She compared this to the general model for generating hydrocarbons where you have organic matter in the source rocks and conductive heat coming up from the basement into the sedimentary section. That heat matures the organic matter causing hydrocarbon generation.

“In the crust, you have radioactive elements that generate heat that comes up via conduction into the sedimentary section,” Edman emphasized, “and that’s the source of heat for most hydrocarbon models, or basin models based on burial history.

“But in our work, we actually have fluid movement, and that heat from the hot fluids is causing maturation of organic matter,” she said, “so it’s just a different heat source.

“Convective heat from the fluids is causing the generation.”

Convection Versus Conduction

The two types of heat transfer are quite different.

With conduction, the transfer of heat occurs slowly from the bottom to the top of successive rock units that are in direct physical contact, according to Edman. With convection, there is a rapid elevation of temperatures in multiple rock units simultaneously due to the relatively unconstrained movement of hot fluids.

She emphasized that convective heat flow via hydrothermal fluids is much more efficient than the transfer of heat by conductive heat flow.

Igneous activity in the shallow crust is more common than people realize, according to Edman, who noted that it’s this igneous driver that’s the ultimate origin of the hydrothermal fluids.

“The flow of hydrothermal fluids into the sedimentary section can be attributed to conduits provided by recurrent movement on faults and lineaments that extend to the basement,” she added.

In other words, the two major components needed to find the hot spots leading to prediction of potential sweet spots are:

An igneous driver for the hydrothermal activity.
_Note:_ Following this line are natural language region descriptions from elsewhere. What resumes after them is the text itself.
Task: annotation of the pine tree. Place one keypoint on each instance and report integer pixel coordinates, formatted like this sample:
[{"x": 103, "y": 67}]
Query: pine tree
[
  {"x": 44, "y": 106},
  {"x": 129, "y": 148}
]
A system of naturally occurring faults and fractures acting as conduits for the hydrothermal fluids.

Shopping for the Right Sensor

Besides serving as conduits for hot fluid flow, natural fractures can be important to create areas of increased permeability.

Given the plethora of techniques used to try to pinpoint areas with production potential, Edman emphasized the importance of using a combo that works best in a particular area.

For example, in an area with dense vegetation, remote sensing is not the way to go.

And it helps to have a well or two to allow for petrographic evaluation.

“I have a photomicrograph that shows carbonate cement that came in with hydrothermal fluids,” Edman said. “Then you have these trails of oil, fluid inclusions included in that carbonate cement showing that you had generation of that oil at the time the hydrothermal fluids moved in.”

There’s more.

Edman noted that AAPG member Dan Jarvie and his colleagues demonstrated in 2011 that the oil at Parshall Field in North Dakota was generated in situ.

“That’s what we’re saying,” she added. “If you look at biomarker data that Dan did, it showed that those biomarkers are at the proper level of heating we’re finding by the organic petrography.

“A lot of people think the hydrocarbons migrated in from the west where the Bakken is more thermally mature,” she commented. “But if you look at these biomarkers from Parshall Field, they aren’t all that mature.”

Edman and her colleagues have some convincing examples from the Eagle Ford at First Shot Field in Texas and the Parshall and Stanley fields in the Williston Basin showing that better production is related to areas of localized convective heat flow.

“This is a great inexpensive way to look for sweet spots in these unconventional plays,” she said. “If you do use seismic, it can help you identify those areas where you want to spend your money for it.”